Last Thursday, former presidential candidate and Nobel Laureate Al Gore gave a speech in which he called for a national effort to get the entire US electric grid operating on a carbon-neutral basis within a decade. In its aftermath, much of the attention has been focused on whether the idea is actually achievable—Gore says it is; many say otherwise. To a large extent, however, this may not be the most important question. Even if the plan is destined for failure, it's worth considering where it would leave the country if we actually tried it.

Going green is inevitable

A grid based on a combination of renewable and nuclear energy is pretty much inevitable. Fossil fuels are a finite resource, and the world will ultimately run short on them; demand may make their price prohibitive well before that happens. Supplies of coal, which provide roughly half of the US electrical generating capacity, will last a bit longer than other fuels, suggesting we may wind up increasing our reliance on it.

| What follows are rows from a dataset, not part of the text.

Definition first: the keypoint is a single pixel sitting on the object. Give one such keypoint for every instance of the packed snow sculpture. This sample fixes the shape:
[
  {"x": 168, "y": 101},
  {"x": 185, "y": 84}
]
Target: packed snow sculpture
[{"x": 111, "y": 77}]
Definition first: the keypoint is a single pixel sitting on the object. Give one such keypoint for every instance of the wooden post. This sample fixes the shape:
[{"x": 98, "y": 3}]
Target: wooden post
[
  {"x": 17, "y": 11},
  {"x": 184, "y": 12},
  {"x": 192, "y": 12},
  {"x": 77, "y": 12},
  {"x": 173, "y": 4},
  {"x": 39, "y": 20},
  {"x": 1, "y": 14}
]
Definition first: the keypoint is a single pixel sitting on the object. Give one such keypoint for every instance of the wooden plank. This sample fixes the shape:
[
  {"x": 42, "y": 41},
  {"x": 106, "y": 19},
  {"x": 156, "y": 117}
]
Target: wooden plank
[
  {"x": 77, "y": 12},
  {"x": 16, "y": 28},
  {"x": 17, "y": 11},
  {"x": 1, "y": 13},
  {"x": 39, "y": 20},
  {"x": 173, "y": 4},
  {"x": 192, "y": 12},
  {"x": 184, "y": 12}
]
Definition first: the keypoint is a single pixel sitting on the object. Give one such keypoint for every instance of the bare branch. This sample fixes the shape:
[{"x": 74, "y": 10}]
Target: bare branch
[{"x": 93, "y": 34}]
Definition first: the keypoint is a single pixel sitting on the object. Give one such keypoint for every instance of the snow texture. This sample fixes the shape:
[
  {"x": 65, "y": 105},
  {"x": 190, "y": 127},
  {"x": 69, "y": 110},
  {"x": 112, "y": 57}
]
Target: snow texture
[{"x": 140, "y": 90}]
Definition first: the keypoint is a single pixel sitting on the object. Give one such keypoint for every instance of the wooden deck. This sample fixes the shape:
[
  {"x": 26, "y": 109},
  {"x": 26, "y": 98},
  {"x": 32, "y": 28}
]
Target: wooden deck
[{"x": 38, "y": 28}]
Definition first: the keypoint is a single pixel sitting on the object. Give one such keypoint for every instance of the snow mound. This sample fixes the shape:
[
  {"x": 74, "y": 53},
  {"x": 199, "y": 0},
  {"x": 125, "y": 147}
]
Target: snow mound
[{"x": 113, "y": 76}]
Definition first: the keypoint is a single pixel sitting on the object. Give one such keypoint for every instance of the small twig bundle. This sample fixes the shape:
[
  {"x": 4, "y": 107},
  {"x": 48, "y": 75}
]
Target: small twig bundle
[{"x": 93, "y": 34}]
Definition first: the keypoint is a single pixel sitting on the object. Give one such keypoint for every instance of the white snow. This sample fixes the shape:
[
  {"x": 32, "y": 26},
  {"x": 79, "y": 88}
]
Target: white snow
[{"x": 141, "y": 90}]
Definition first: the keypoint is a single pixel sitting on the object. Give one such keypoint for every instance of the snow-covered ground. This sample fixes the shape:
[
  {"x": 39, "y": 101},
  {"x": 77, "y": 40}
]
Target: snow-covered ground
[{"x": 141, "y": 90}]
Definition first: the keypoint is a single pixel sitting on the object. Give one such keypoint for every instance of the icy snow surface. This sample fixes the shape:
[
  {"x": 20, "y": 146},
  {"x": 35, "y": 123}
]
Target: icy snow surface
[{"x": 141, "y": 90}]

But coal has several disadvantages, starting with the fact that it produces the most pollutants per unit of energy. Domestic coal is now relatively inexpensive, but that's partly a function of eased mine safety enforcement and environmental standards that allow it to be obtained by mountaintop removal. Changes to these policies could greatly increase its cost, as could any carbon tax; there will also be increased competition for the supply as global energy demand increases. The net result is that even coal doesn't look appealing in the long term.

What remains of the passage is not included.